I push down my hurt and rapidly blink to keep the tears away. Eli’s strong. Olivia’s strong. I can be strong, too, but as I go to pull away, Eli only readjusts us so that we’re sitting back against the wall with me still tucked close to him.

“It scared me,” I admit, and hope it’s a plausible explanation for why I’m so messed up because I’m not sure he’d believe that I like her and I’m not sure how I feel about it myself.

“Scared me, too. Each and every time it happens, it scares the shit out of me.” Honesty is etched over his face.

“I have a hard time believing you’re scared of anything. I mean...you’re you.”

He’s a lot like his father, Cyrus. He’s big and he’s strong and basically has an entire army of scary men in black le

ather who ride motorcycles and carry guns at his disposal.

“I’m scared of a ton of things and all of them have to do with losing the people I love.” He pauses. “I learned a long time ago that I can’t control everything and now I’m learning I can’t control death. Sometimes I feel cursed. Like I get to watch everyone I love slip through my fingers.”

He wanted me. Olivia said he wanted me. I open my mouth to ask if I’m one of the people he’s referring to, if Mom is, but I snap it shut. I don’t know how to ask without divulging that Olivia is sharing secrets with me and I can’t take the respect Eli has for her away over my need to understand my past.

“What?” Eli asks.

“Nothing.”

“No, you were going to say something, what?”
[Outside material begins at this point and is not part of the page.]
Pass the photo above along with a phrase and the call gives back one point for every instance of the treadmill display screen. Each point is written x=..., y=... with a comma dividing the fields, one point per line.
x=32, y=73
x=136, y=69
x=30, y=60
My mind is completely blank. What can I say? What should I say? “I don’t like pulled pork. I don’t like any pork actually. It’s tough and it’s stringy and it’s a pig and...well...pigs gross me out. Which means I don’t like bacon either, so...yeah...that’s it.”

Eli blinks as he tries to understand any of the hot mess that just fell out of my mouth. He pulls on his earlobe and his face contorts as if he’s trying not to laugh. “You ate an entire pulled pork sandwich in Nashville.”

I did. “You were superexcited about me trying it and I didn’t want to hurt your feelings. I feel like that’s all I do—hurt you. I don’t want to, but I do. Even when I’m not trying to, it still happens.”

“Emily.” He lowers his head so that we’re eye to eye. “You don’t hurt me.”